Ruth Emmie Lang was born in Scotland but now lives in Ohio. The Wilderwomen is her newest novel.

(Galley courtesy of St. Martin’s Press in exchange for an honest review.)

Book Review:   Never Rescue a Rogue, by Virginia Heath

Image belongs to St. Martin’s Press.

Title: Never Rescue a Rogue
Author: Virginia Heath  
Genre:  Romance  
Rating:  4.5 out of 5

Diana Merriwell and Giles Sinclair only tolerate one another for the sake of their nearest and dearest. Everyone believes that the two of them are meant to be together, but Diana and Giles know that their constant pithy barbs come from a shared disdain—not a hidden attraction. Diana loves the freedom of working at the newspaper too much to give it up for marriage, and Giles is happily married to his bachelor lifestyle. But they do have one thing in common—the secrets they can’t risk escaping.

When Giles’ father, the curmudgeonly Duke of Harpenden unexpectedly turns up his toes, it’s only a matter of time before someone comes crawling out of the woodwork who knows the true circumstances of his only son’s birth. As the threat of blackmail becomes real, Giles must uncover the truth of his parentage first, or else he and all those who depend upon him will be ruined—and dogged bloodhound Diana is his best hope at sniffing out the truth. As Giles and Diana dive into his family’s past, the attraction that the two of them insisted wasn’t there proves impossible to ignore. Soon, the future of the Sinclair estate isn’t the only thing on the line…

I really enjoyed the first book in this series, and this one was a lot of fun, too. Diana is exactly the kind of character I like to read:  unashamedly herself, she goes after what she wants to do—no matter what anyone says or thinks about it. She and Giles were a joy to read about, and their witty barbs made me alight several times. This is a fun read!

Virginia Heath lives in London. Never Rescue a Rogue is her newest novel.

(Galley courtesy of St. Martin’s Press in exchange for an honest review.)

Book Review:  The Stolen Book of Evelyn Aubrey, by Serena Burdick

Image belongs to Harlequin/Park Row.

Title: The Stolen Book of Evelyn Aubrey    
Author:  Serena Burdick  
Genre:   historical fiction
Rating:  5 out of 5

What if you could write a new ending for yourself?

England, 1898. When Evelyn first married the famous novelist William Aubrey, she was dazzled by his brilliance. But their newlywed bliss is brief when William is gripped by writer’s block, and he becomes jealous of Evelyn’s writing talent. When he commits the ultimate betrayal–stealing a draft of her novel and passing it off as his own–Evelyn decides to write her way out of their unhappy marriage.

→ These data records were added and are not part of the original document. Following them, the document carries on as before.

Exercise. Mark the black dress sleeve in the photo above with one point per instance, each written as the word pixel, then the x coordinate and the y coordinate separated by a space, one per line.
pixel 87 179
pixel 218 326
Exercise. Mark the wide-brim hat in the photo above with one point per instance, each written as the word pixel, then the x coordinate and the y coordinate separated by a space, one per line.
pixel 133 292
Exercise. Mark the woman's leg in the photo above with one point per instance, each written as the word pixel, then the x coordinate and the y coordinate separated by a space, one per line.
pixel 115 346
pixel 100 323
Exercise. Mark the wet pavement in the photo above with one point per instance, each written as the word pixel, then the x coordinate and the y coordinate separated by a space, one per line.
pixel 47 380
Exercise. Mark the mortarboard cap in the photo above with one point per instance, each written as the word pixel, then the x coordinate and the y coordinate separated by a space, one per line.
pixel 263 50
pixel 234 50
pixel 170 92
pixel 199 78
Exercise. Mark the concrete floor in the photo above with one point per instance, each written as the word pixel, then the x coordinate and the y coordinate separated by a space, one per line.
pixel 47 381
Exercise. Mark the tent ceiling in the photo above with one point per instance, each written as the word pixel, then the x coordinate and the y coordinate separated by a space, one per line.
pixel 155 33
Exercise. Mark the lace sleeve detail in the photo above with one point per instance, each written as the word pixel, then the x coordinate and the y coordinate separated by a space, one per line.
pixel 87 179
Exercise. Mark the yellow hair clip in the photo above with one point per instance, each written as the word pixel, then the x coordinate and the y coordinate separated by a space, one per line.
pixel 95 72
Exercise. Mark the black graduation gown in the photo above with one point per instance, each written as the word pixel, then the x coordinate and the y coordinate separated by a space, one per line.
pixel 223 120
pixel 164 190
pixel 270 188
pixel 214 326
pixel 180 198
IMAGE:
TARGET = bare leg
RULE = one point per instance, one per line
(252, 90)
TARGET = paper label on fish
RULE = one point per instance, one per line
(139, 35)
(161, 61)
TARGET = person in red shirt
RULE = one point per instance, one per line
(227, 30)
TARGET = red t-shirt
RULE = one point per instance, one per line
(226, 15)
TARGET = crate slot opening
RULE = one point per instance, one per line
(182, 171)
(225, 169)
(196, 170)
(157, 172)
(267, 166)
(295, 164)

California, 2006. Abigail always wondered about her father, his identity forever lost when her mother unexpectedly died. Or so Abigail thought, until she stumbled upon his photo and a message that her great-great-grandmother was the author Evelyn Aubrey, leading Abigail on a journey to England in search for answers. There, she learns of Evelyn’s shocking disappearance and how London society believed she was murdered. But from what she uncovers about Evelyn, Abigail believes her brilliant great-great-grandmother had another plot up her sleeve.

When I first started reading this, Abby was such a self-absorbed, selfish person that I almost stopped reading. I held out until she went to England, and then, as she started growing, I got more interested. Following the mystery of Evelyn made her a much more interesting character—and learning more about her own parents, especially her messed-up mother, allowed her to work through her own issues.

Evelyn was my favorite character:  she ended up caught in a very tough situation, but she was smart enough to figure a way out. I wanted to smack her husband—and his mistress—several times, but she somehow managed to turn the other cheek and make a life of safety for herself. This ended up being a fascinating and engrossing read—despite the slow (due to a character issue) start.

Serena Burdick lives in Massachusetts. The Stolen Book of Evelyn Aubrey is her newest novel.

(Galley courtesy of Harlequin/Park Row in exchange for an honest review.)